• L'intelligence, comment ça marche ?

     

    L'intelligence repose sur un processus en plusieurs étapes : il faut :

     

    1) capter les informations (rôle de la sensibilité)

     

    2) les traiter et en déduire le comportement adapté (rôle de l'intellect).

     

     

     

    Il y a donc une condition nécessaire de l'intelligence : c'est la sensibilité, la perception.

     

    Il faut capter les signes et les signaux qui nous parviennent pour pouvoir appréhender de manière exacte, fiable, la réalité qui nous entoure ; pour pouvoir comprendre. L'intelligence suppose d'avoir le sens de l'observation, mais pas seulement ! Car la nature a eu la bonne idée de nous munir de cinq sens pour appréhender au mieux la réalité. Cette perception est consciente mais aussi inconsciente (c'est le cas par exemple avec la captation des phéromones émises par nos congénères ; ce signal est reçu, et traité, sans que nous nous en rendions compte).

     

    Le point de départ de l'intelligence ce sont donc nos sens : ce sont eux qui vont nous permettre de savoir dans quel sens aller, quelles décisions prendre aux mille et un carrefours que nous traversons dans notre existence, qui sont autant de moments de choix.

     

     

     

    Au-delà, de la perception, il y a la conscience.

     

    Pour définir la réaction appropriée, il faut s'approprier la situation ! C'est le rôle de la conscience. C'est celle qui nous fait appréhender la situation, qui nous donne une certaine hauteur de vue. Elle prend en compte et agrège l'ensemble des informations collectées. Elle organise les différents éléments disponibles ; elle les relie entre eux, les classe, les hiérarchise. Elle distingue notamment les informations utiles et celles qui le sont moins, l'essentiel et le superflu, le vrai et le faux (ou ce qui est supposé tel). Au final, la conscience nous fait conceptualiser la situation, concevoir les choses : on se fabrique dans sa tête comme une sorte d'image, un schéma de la situation.

     

    L'intelligence suppose donc la capacité de se faire une représentation juste, exacte de la réalité, avec ses tenants et ses aboutissants ; une représentation à la fois synthétique et opérationnelle ; d'avoir une vision claire de la situation ; de faire toute la lumière sur l'affaire. C'est cela qui nous permet de trouver rapidement la solution. Comme on dit : "Un bon dessin vaut mieux qu'un long discours". L'intelligence c'est notamment la capacité de se faire une idée claire d'un texte ou d'un discours complexe, confus ou abscons. Le signal brouillé devient clair comme de l'eau de roche ! Le message est décodé et on est ainsi en capacité d'analyser et d'exploiter les informations qu'il contient. Dès lors que l'on est en conscience de la situation, le gros du travail de l'intellect est fait ; on a plus qu'à en déduire la solution adaptée.

     

     

     

    Au point de jonction entre la perception et l'action appropriée, il y a aussi un autre outil primordial pour l'intelligence : la mémoire.

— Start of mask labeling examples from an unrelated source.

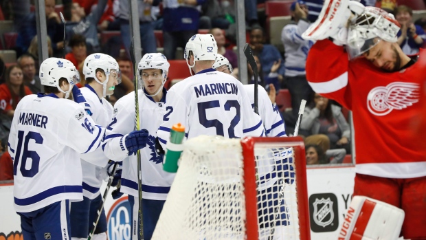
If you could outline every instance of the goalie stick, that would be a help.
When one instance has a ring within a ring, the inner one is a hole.
[[[114,164],[114,166],[113,166],[113,171],[112,171],[113,173],[111,174],[111,176],[109,176],[109,178],[108,179],[108,184],[106,185],[106,188],[105,189],[105,191],[104,192],[104,195],[102,195],[102,201],[99,206],[99,208],[98,208],[98,211],[97,211],[98,217],[96,217],[96,220],[95,220],[95,221],[92,223],[92,227],[90,230],[90,232],[89,232],[89,237],[87,238],[87,240],[91,239],[91,238],[95,234],[95,230],[96,230],[96,226],[98,226],[98,222],[99,221],[99,219],[100,218],[100,215],[102,212],[102,210],[104,209],[104,204],[105,204],[105,201],[106,201],[106,197],[108,197],[108,193],[109,193],[109,188],[111,188],[111,185],[113,184],[113,179],[114,179],[114,175],[115,175],[115,170],[117,169],[117,164],[118,162],[115,162],[115,163]]]
[[[294,129],[294,136],[297,136],[299,133],[299,127],[300,126],[300,121],[302,121],[302,117],[303,116],[303,112],[304,111],[304,107],[306,105],[306,100],[302,99],[302,102],[300,102],[300,108],[299,109],[299,117],[298,118],[298,122],[296,122],[296,126]],[[275,211],[273,213],[274,221],[271,223],[271,232],[269,232],[269,237],[268,237],[268,240],[273,239],[273,234],[275,233],[275,221],[279,221],[280,219],[280,218],[278,217],[280,216],[280,206],[281,206],[281,202],[284,199],[284,176],[280,178],[279,181],[280,183],[278,184],[278,185],[281,186],[281,187],[280,188],[280,193],[278,194],[278,204],[275,208]]]
[[[133,76],[133,85],[135,85],[135,113],[136,114],[136,119],[135,122],[135,130],[140,130],[140,122],[139,118],[139,92],[138,92],[138,77],[137,77],[137,63],[136,62],[136,58],[135,56],[135,39],[132,38],[132,43],[130,46],[130,56],[133,64],[135,69],[135,75]],[[139,231],[139,235],[140,239],[144,239],[144,223],[143,223],[143,214],[142,214],[142,168],[141,168],[141,154],[140,150],[137,150],[136,153],[137,160],[137,193],[138,193],[138,210],[137,210],[137,220],[139,221],[139,227],[140,228]],[[133,225],[134,226],[134,225]]]
[[[254,61],[254,57],[253,56],[253,52],[251,52],[251,50],[250,47],[249,47],[249,43],[245,43],[244,46],[244,55],[247,58],[247,61],[251,67],[251,69],[253,69],[253,75],[254,75],[254,112],[256,114],[259,114],[259,111],[258,109],[258,65],[256,64],[256,61]]]
[[[65,59],[65,46],[66,46],[66,41],[65,41],[65,19],[64,18],[64,15],[62,14],[62,12],[59,12],[59,15],[60,15],[60,20],[62,20],[62,22],[64,23],[64,47],[63,47],[63,51],[64,51],[64,59]]]

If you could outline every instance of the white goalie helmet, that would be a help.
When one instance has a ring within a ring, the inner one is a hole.
[[[101,83],[96,77],[96,69],[101,69],[104,70],[106,80],[104,83]],[[120,84],[122,81],[121,71],[118,67],[118,63],[112,56],[101,53],[95,53],[89,55],[85,60],[83,65],[83,74],[86,79],[93,78],[95,80],[102,85],[103,96],[106,95],[106,85],[109,79],[109,75],[112,73],[117,74],[117,82]]]
[[[142,70],[143,69],[161,69],[163,83],[161,87],[159,88],[158,91],[153,95],[148,95],[148,96],[154,96],[158,94],[163,89],[163,86],[167,80],[167,76],[168,74],[168,68],[170,67],[170,64],[167,61],[167,58],[164,54],[161,53],[146,54],[142,56],[141,61],[137,65],[138,77],[139,79],[142,79]],[[142,81],[142,86],[144,85],[144,81]]]
[[[378,8],[366,7],[348,28],[346,50],[350,58],[359,56],[380,41],[396,42],[399,29],[399,23],[392,14]]]
[[[194,64],[190,65],[188,59],[190,52],[194,54]],[[217,43],[212,34],[195,34],[192,36],[185,46],[183,58],[186,60],[186,64],[190,67],[195,66],[195,62],[203,60],[216,60],[217,54]]]
[[[217,69],[218,67],[225,66],[229,71],[229,74],[232,74],[232,65],[229,63],[228,59],[221,54],[217,54],[216,56],[216,61],[213,63],[213,68]],[[222,72],[222,71],[221,71]]]
[[[40,81],[44,86],[56,87],[58,90],[65,94],[65,98],[68,98],[73,85],[80,83],[80,74],[71,62],[67,59],[49,58],[41,63],[38,74]],[[59,87],[59,80],[67,78],[70,87],[68,91],[64,91]]]

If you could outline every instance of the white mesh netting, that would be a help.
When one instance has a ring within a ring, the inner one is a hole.
[[[258,176],[246,179],[256,179],[259,239],[298,239],[292,148],[254,146]],[[242,151],[238,139],[199,136],[185,142],[153,239],[244,239]]]

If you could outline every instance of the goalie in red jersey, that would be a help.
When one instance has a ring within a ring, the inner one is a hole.
[[[315,92],[352,111],[354,195],[402,208],[404,237],[426,239],[426,146],[411,126],[422,112],[426,50],[405,55],[396,43],[399,24],[382,10],[347,0],[324,6],[302,34],[316,41],[306,78]]]

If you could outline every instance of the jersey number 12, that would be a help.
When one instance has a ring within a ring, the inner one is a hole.
[[[16,175],[16,171],[18,169],[18,164],[19,160],[22,160],[21,162],[21,167],[19,170],[22,173],[22,175],[27,177],[34,177],[37,173],[38,173],[38,166],[40,165],[40,156],[37,153],[34,151],[28,150],[28,143],[30,140],[34,140],[36,141],[36,144],[43,144],[43,137],[40,134],[40,133],[36,133],[34,131],[30,131],[25,135],[24,140],[25,132],[23,131],[18,131],[18,146],[16,147],[16,152],[15,154],[14,161],[13,162],[13,175]],[[24,141],[23,143],[23,151],[22,152],[22,157],[21,156],[21,150],[22,149],[22,141]],[[27,164],[27,160],[28,158],[31,158],[31,168],[30,169],[25,169],[25,165]]]

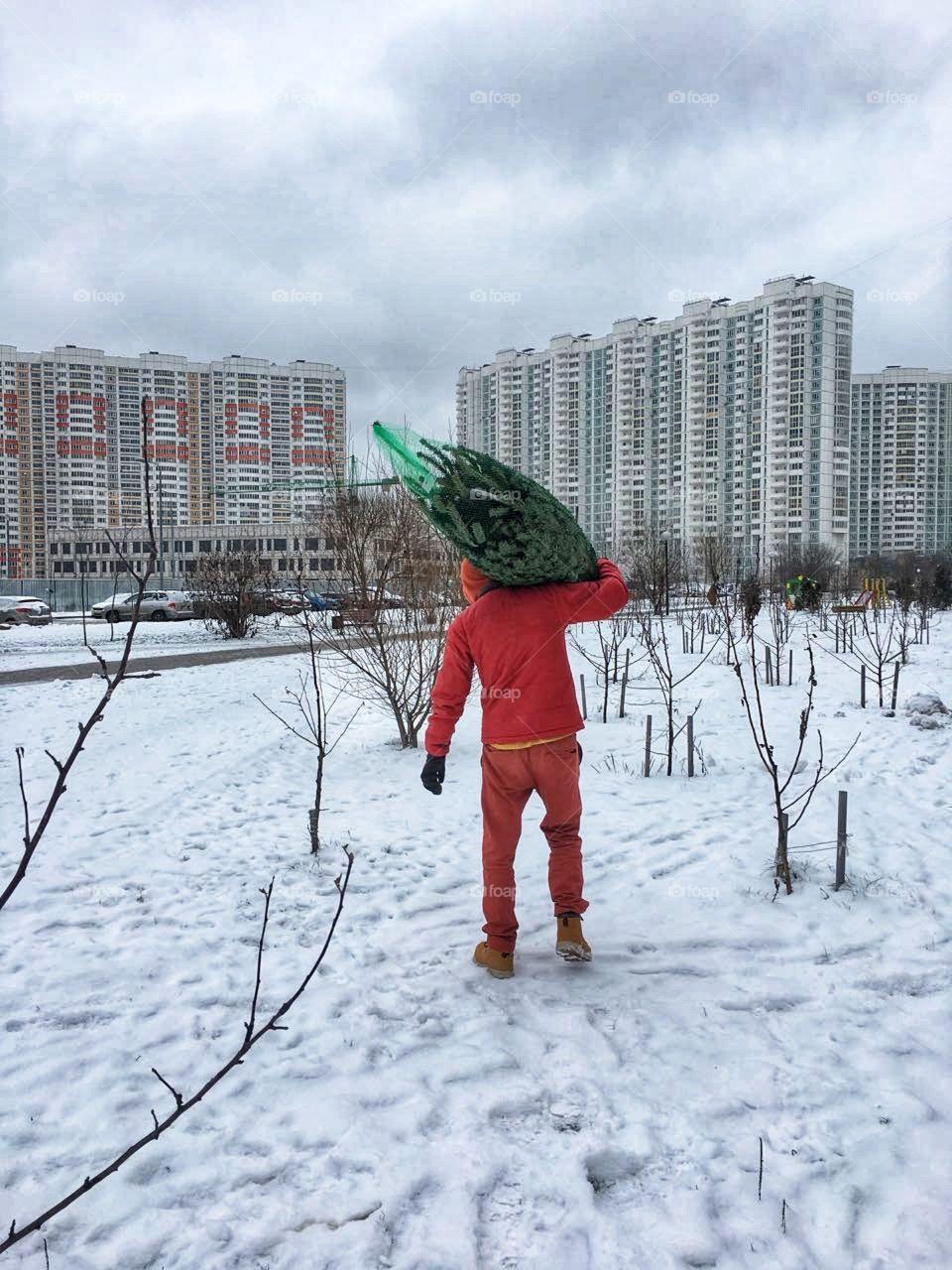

    La mémoire c'est bien sûr, en premier lieu, la capacité de mémoriser, d'enregistrer et de stocker les informations qui nous parviennent (par la bouche de quelqu'un, par un texte, une vidéo...) ; ce qu'on voit, ce qu'on entend, ce qu'on ressent. C'est la capacité également de retenir les leçons de l'existence ; de les capitaliser ; en clair : apprendre... C'est une fois que les informations sont stockées (et bien rangées!) qu'on peut les appeler connaissances...

     

    L'intelligence suppose la capacité à se servir de ses connaissances, de ses apprentissages, des acquis de son expérience. Cela suppose d'avoir une bonne mémoire. Mais, avoir une bonne mémoire, ce n'est pas tant être capable de tout enregistrer qu'être capable de se souvenir, de pouvoir faire appel aux informations que nous avons stockées, d'aller chercher dans notre mémoire, et d'aller y retrouver l'information utile, pour la faire resurgir.

     

    Notre intellect croise alors les signaux captés par nos sens dans l'instant t avec les informations stockées en mémoire pour en déduire la conduite à adopter. C'est cette mise en perspective qui, dans bien des cas, est la clé de la réussite. C'est la force de l'expérience ! Grâce à la mémoire, on sait notamment établir des liens de cause à effet ("si je fais ça, il se passe ça") ; et donc on sait ce qui marche et ce qui ne marche pas. Et en capitalisant les informations apprises, jour après jour, on obtient une masse d'informations utiles qui permettent une analyse fine des situations. Si au sein du monde animal l'espèce humaine se distingue par son intelligence, cela est lié en grande partie au fait de posséder le langage (qui permet la transmission des informations entre individus, y compris de génération en génération) et à notre mémoire.